The first angel dropped where she stood, her face stripped down to the bone, and the smoke was not dissipating. In fact, it seemed to be growing, larger and thicker as it consumed the rest of its first victim. Teroh stared in horror as he realized it wasn't smoke at all. It was insects. Millions of them, each no bigger than a pinpoint, stripping the flesh from the angels' bones by the mouthful. And with each mouthful, they were growing bigger. "Fire," Teroh yelled to a trembling trooper. "We need fire." The buzzing of the tiny swarm grew louder and more furious as the insects themselves grew larger and larger. The second angel fell, little more than a winged skeleton. The bugs on the first angel were now as big as wasps, and Teroh could see their savage mandibles working as they consumed their victims. The Samite he had ordered to fetch bed sheets came forward with them, but the healer's eyes were locked on the ever-increasing swarm that blocked the only exit.
"You," Teroh pointed at a trio of soldiers, "and you and you. That thing has to be driven outside. Charge." "Charge, sir?"
"It's going to kill us all! Gods damn it, I gave you an order! Now charge, troopers! Defend the Order!"
Two of the three soldiers rushed at the deflating hive man and were promptly engulfed in gray mist and voracious insects. The third stood frozen while his partners died screaming. Teroh stormed over to the man and ran him through where he stood.
"Coward," he snarled.
The bugs were now as big as carrier pigeons, and they started to spread out across the hospital. New cries of pain issued out from bandaged faces and cloth partitions. The last angel on the ward leaped in and slashed one of the larger insects in two. Both halves reformed into smaller versions of the original and promptly attacked the angel's face.
The air was thick with the sounds of agony and the terrible buzzing of the hive. The insects were so numerous and so large that it became impossible to see clearly. Teroh held his sword loosely in his hand, and scanned the crush of screaming people. There were no ranks in the room anymore, however, only panicked individuals fighting for their lives.

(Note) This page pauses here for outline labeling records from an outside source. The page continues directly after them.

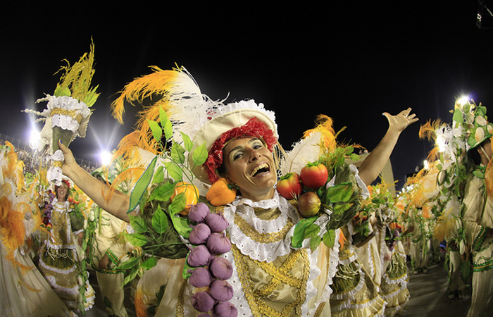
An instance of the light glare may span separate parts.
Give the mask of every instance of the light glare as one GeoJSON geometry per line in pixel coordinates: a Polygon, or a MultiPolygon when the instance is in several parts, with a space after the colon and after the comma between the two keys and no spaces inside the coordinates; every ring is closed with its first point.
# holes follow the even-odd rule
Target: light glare
{"type": "Polygon", "coordinates": [[[105,166],[111,163],[111,153],[108,151],[101,151],[99,153],[99,163],[105,166]]]}

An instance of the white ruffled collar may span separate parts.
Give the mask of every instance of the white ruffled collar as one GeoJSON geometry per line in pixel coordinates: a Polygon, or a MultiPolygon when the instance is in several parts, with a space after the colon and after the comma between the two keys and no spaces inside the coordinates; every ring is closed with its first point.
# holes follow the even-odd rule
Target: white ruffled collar
{"type": "Polygon", "coordinates": [[[237,197],[231,205],[225,208],[224,216],[230,223],[227,232],[231,242],[236,245],[239,251],[251,259],[261,261],[270,262],[278,256],[285,256],[291,251],[291,239],[286,235],[282,239],[270,242],[256,241],[244,232],[235,222],[237,215],[256,231],[256,234],[275,234],[280,232],[292,223],[299,221],[299,216],[294,209],[285,199],[279,196],[277,192],[270,199],[261,201],[252,201],[251,199],[237,197]],[[263,220],[255,214],[254,208],[263,209],[278,208],[280,215],[275,219],[263,220]]]}

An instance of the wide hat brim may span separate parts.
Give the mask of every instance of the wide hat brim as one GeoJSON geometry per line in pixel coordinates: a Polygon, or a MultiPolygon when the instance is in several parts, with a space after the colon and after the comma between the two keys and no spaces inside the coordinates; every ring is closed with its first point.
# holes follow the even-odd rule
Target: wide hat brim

I must escape, Teroh realized. I have to get word of this to Bre-tath. Though he was livid with rage at the thought of another retreat, Teroh knew his original thinking was correct. It was worth the loss of a hundred, or five hundred, or a thousand, if ten thousand more would march to replace them.
Teroh turned his sword on the cloth wall of the tent beside him and dove through the rent. He got to his feet and looked back into the hospital, but there was nothing he could do for those who remained inside. He could only take their deaths to Bretath and use them to raise more troops for the crusat.
Teroh turned and sprinted for the command tent across the compound. Without a torch, he didn't see the two spears jammed deep into the ground with a length of chain stretched neck-high between them. He felt it, however, as the chain and the spears held, cracking his larynx and slamming him flat on his back. Choking, dazed, and helpless, Teroh stared up at the starless sky. A calm, careful tread approached him. Whoever it was carried a light source on his chest, and Teroh watched a tall, slender man with braided hair and hollow eyes lean over him.
"Hello, Major." Chainer's dagger was out, and he laid the tip of it on Teroh's jugular vein. "The Cabal is here, and everywhere. Your crusat ends now. Goodbye, Major."
When he was done, Chainer wiped his dagger on the long grass and stayed on the eastern road until the commotion in the sanctuary, the command tent, and the barracks died down. Under his direction, the bugs focused their attack on the soldiers and stayed away from the ranch and stables. He knew the insects would continue to gorge until they had consumed everything in their immediate area, growing larger all the while. Then, they would turn on each other.